I am looking to get your opinions on the best kitchen chef knife BOLSTER. Images would also be awesome. I am looking to purchase a Japanese Damascus Chef Knife.

Thanks,
Al


----------



## IndoorOutdoorCook (Jun 27, 2016)

No bolster


----------



## ThEoRy (Jun 27, 2016)

Bolster sucks.


----------



## supersayan3 (Jun 27, 2016)

To me, the non bolster sucks.
I mean by that:

1. Bolster is clean, and no water goes into the handle.
So no worries in a hectic environment 

2. Balances the weight of the knife, handle - blade,
Which balance is 
a. Better for your wrist 
b. Better for your knife, in case it falls down. Handle heavy knives land with the handle while blade heavy knives land with the blade or the tip of the blade and then the tip is a goner. Balanced knives can land with the above 2 ways, or totally horizontal( as it happened with my Hiromoto Honyaki, and I was about to have a heart attack during the fall, but I got so happy the moment of the landing)


----------



## ThEoRy (Jun 27, 2016)

To be clear, I was speaking of the "full bolster" which travels down to the heel of the blade's edge. That sucks.


----------



## ecchef (Jun 27, 2016)

supersayan3 said:


> To me, the non bolster sucks.
> I mean by that:
> 
> 1. Bolster is clean, and no water goes into the handle.
> ...



1. Knives with bolsters frequently experience water penetration. All depends on maker's f&f quality control.
2a. Not necessarily so. A weight forward blade aids in cutting, therefore requires less force exerted on your wrist.
2b. In a short drop, which is 99% of knife accidents, the balance point doesn't matter. The knife doesn't fall far enough to allow gravity to orient the knife in any direction.


----------



## Godslayer (Jun 27, 2016)

integral bolster, in Damascus is best.


----------



## supersayan3 (Jun 27, 2016)

ThEoRy said:


> To be clear, I was speaking of the "full bolster" which travels down to the heel of the blade's edge. That sucks.



I agree completely. 
Worst design ever


----------



## supersayan3 (Jun 27, 2016)

ecchef said:


> 1. Knives with bolsters frequently experience water penetration. All depends on maker's f&f quality
> 
> 2a. Not necessarily so. A weight forward blade aids in cutting, therefore requires less force exerted on your wrist.
> 2b. In a short drop, which is 99% of knife accidents, the balance point doesn't matter. The knife doesn't fall far enough to allow gravity to orient the knife in any direction.

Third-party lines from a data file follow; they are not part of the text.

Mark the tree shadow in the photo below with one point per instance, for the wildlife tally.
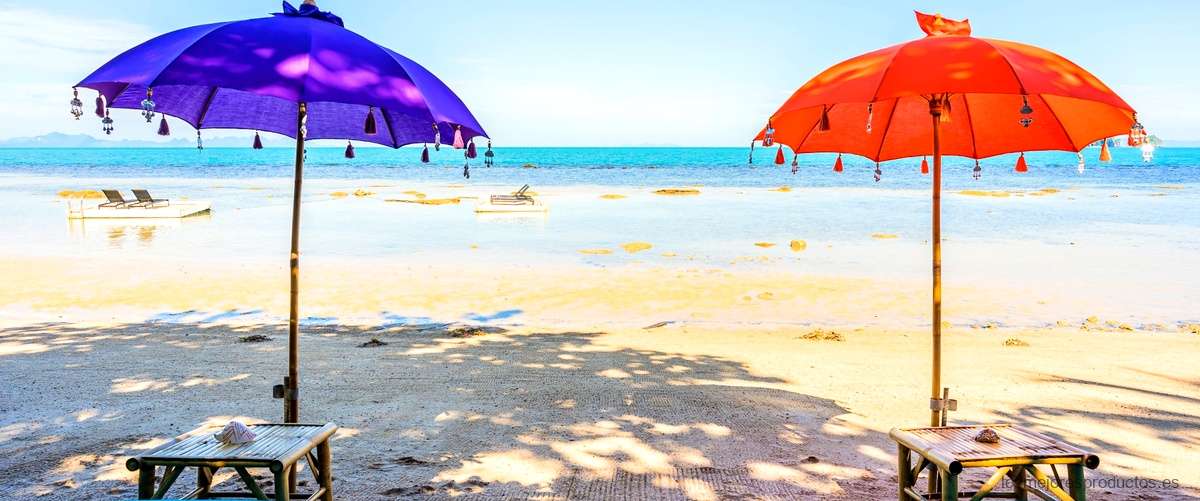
(438, 411)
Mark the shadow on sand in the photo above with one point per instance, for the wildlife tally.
(435, 411)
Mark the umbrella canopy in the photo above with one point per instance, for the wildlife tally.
(251, 73)
(948, 94)
(299, 73)
(997, 96)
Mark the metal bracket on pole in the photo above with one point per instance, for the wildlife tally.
(943, 405)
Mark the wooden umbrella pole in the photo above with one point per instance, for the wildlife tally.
(292, 385)
(936, 107)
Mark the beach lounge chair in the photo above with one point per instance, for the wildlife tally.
(114, 199)
(145, 200)
(516, 198)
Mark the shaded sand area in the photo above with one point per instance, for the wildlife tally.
(628, 381)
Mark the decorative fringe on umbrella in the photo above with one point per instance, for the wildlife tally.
(106, 124)
(76, 104)
(370, 126)
(457, 138)
(148, 106)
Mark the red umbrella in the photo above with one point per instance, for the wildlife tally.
(949, 94)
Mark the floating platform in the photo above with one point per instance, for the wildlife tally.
(489, 207)
(175, 210)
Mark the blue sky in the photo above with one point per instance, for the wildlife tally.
(621, 72)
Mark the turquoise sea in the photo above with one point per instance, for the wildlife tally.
(1127, 231)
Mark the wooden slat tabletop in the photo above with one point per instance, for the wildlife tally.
(273, 442)
(1014, 442)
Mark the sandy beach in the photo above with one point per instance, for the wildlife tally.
(574, 379)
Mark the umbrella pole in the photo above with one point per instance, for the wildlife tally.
(936, 403)
(292, 384)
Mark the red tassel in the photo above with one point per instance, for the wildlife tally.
(370, 126)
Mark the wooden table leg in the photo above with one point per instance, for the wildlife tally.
(203, 481)
(327, 471)
(905, 471)
(145, 482)
(1077, 483)
(1019, 492)
(282, 481)
(949, 486)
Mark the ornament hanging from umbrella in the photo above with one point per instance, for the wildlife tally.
(948, 94)
(299, 73)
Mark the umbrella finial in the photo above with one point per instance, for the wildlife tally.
(937, 25)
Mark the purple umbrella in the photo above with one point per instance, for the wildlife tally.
(298, 73)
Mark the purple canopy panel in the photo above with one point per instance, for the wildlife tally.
(251, 74)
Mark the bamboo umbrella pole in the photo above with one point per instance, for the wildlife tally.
(292, 384)
(936, 107)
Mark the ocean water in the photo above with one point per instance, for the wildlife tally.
(1127, 231)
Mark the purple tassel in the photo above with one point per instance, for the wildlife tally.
(370, 127)
(457, 138)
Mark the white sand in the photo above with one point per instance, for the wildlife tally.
(575, 399)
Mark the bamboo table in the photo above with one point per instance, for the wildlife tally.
(277, 447)
(949, 450)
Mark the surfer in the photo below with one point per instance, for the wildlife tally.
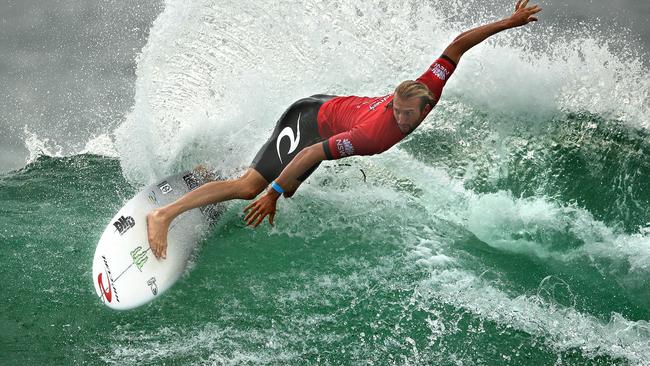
(325, 127)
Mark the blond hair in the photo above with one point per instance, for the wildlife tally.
(414, 89)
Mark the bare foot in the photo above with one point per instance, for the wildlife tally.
(157, 227)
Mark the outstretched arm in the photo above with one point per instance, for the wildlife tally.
(523, 15)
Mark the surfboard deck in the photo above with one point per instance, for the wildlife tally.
(125, 273)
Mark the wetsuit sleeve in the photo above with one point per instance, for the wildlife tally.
(348, 143)
(437, 75)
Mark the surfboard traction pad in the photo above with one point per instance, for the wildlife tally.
(189, 227)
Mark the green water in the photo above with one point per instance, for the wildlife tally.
(513, 258)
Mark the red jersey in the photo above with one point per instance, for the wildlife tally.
(365, 125)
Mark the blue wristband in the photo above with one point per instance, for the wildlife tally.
(276, 187)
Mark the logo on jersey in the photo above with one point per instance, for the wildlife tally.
(164, 187)
(344, 147)
(439, 71)
(294, 140)
(123, 224)
(139, 257)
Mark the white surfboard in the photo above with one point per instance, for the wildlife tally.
(126, 274)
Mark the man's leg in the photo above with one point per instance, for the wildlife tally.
(246, 187)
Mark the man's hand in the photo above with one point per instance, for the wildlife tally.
(523, 14)
(262, 207)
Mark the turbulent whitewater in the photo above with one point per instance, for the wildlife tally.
(513, 227)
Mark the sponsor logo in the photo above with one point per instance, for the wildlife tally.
(191, 181)
(344, 147)
(107, 293)
(164, 187)
(139, 257)
(152, 198)
(293, 140)
(152, 284)
(211, 212)
(123, 224)
(440, 71)
(376, 104)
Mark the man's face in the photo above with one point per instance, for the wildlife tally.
(407, 113)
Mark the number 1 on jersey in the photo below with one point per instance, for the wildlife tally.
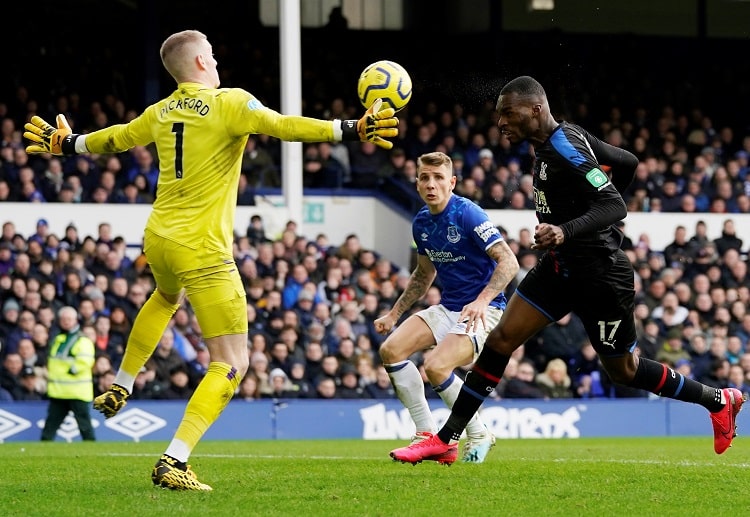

1. Thank you for the information [emoji4]

About 2a. Yes, but it makes it heavier to guide the knife, which is sharp enough to slide through anything &#129304;

2b. You are right, but out of experience, I have noticed that possibilities and angles of fall, lean towards the description I made before( laws of gravity affect as well)
As usually the knife slips from the working surface, where it is horizontal


----------



## LifeByA1000Cuts (Jun 28, 2016)

Actually, unless we are talking a knife mostly used for fast, careless towards-the-thumb peeling, I love the heel razor sharp and pointy - great for scoring peels etc. Always tempted to try and sharpen an edge into a choil. So I think I could never agree with someone like JF on full bolsters


----------



## Albo17 (Jun 28, 2016)

this one (A)?
http://www.cheftalk.com/content/type/61/id/85899/

or this one (B)?
http://www.cheftalk.com/content/type/61/id/85900/

I am leaning towards A at the moment as it feels like it would suit my "pinch grip" on the knife. Or do you guys think it doesnt matter?

Thanks


----------



## HHH Knives (Jun 28, 2016)

Godslayer said:


> integral bolster, in Damascus is best.



This ^^^^^


----------



## ThEoRy (Jun 28, 2016)

Albo17 said:


> this one (A)?
> http://www.cheftalk.com/content/type/61/id/85899/
> 
> or this one (B)?
> ...



It does matter. the B example is exactly what I was talking about earlier. It is the stupidest thing you could put on a knife. It makes for a difficult time sharpening down the road. As the edge erodes over time through the natural process of sharpening that full bolster will remain. This will leave a hole or an overgrind near the heel. This will prevent edge to board contact while cutting and create what we call accordion cuts. 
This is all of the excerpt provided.